Depuis 25 au Rwanda, de très nombres de réparation même les plus belles maisons

Il y a 25 ans, entre avril et juillet 1994, les Tutsis du Rwanda étaient victimes d’un génocide. Justice Info se joint aux commémorations à travers la publication, sur plusieurs semaines, de nombreux articles, entretiens, tribunes, cartes et reportages. Le premier d’entre eux raconte l’histoire du Fonds d’assistance aux rescapés du génocide (FARG), créé par le gouvernement rwandais et toujours en activité. Comment un pays sans ressources a voulu démontrer qu’il était possible d’offrir des réparations.

Au lendemain du génocide perpétré contre les Tutsis du Rwanda, entre avril et juillet 1994, l’Etat rwandais est exsangue. Au milieu de leurs habitations rasées, des villes éventrées, des collines lardées de charniers et de fosses communes, de terres dépeuplées et d’infrastructures ravagées, les survivants, et parmi eux notamment des enfants et des nourrissons esseulés, des malades affamés et sans abri, se comptent par milliers. L’Etat a été vidé de ses ressources, pillé jusqu’au dernier centime par ses représentants qui ont fui vers le Zaïre voisin (le Congo d’aujourd’hui). C’est à ceux qui ont pris le pouvoir et arrêté le grand massacre qu’échoit l’impossible équation : comment aider ces rescapés à remonter de l’abîme et à combler leurs besoins élémentaires pour une réhabilitation socio-économique ?

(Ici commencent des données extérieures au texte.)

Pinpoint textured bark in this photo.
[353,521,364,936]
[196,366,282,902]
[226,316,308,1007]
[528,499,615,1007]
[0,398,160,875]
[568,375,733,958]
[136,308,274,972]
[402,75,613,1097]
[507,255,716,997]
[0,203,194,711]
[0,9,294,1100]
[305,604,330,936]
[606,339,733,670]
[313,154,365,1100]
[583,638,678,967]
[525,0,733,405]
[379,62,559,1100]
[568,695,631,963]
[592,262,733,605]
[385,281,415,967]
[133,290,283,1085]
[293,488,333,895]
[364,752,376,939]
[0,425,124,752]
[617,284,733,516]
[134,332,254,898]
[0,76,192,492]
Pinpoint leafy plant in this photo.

Sous l’empire de la Loi organique du 30 août 1996 sur la répression du génocide, un premier pas est franchi : les premiers procès contre les auteurs du génocide consacrent la responsabilité de l’Etat rwandais. L’Etat est condamné par les tribunaux ordinaires à payer des sommes colossales pour le génocide commis en son nom. Les autorités reconnaissent le principe de la continuité de l’Etat. Le crime ayant été commis en son nom, elles acceptent de verser chaque année, non des dommages et intérêts, mais un pourcentage de son budget annuel au Fonds d’assistance aux rescapés du génocide (FARG), pour les plus démunis. Selon la loi qui crée le FARG, celui-ci est essentiellement alimenté par le versement de 6% du budget national annuel, ou plus exactement des recettes internes. Avant l’amendement de cette loi, en 2008, chaque salarié du secteur public ou privé doit donner une contribution équivalant à 1% de son salaire brut. Mais le fonds peut aussi recevoir des contributions des partenaires locaux et internationaux, organisations et associations locales ou internationales, personnes physiques ou morales.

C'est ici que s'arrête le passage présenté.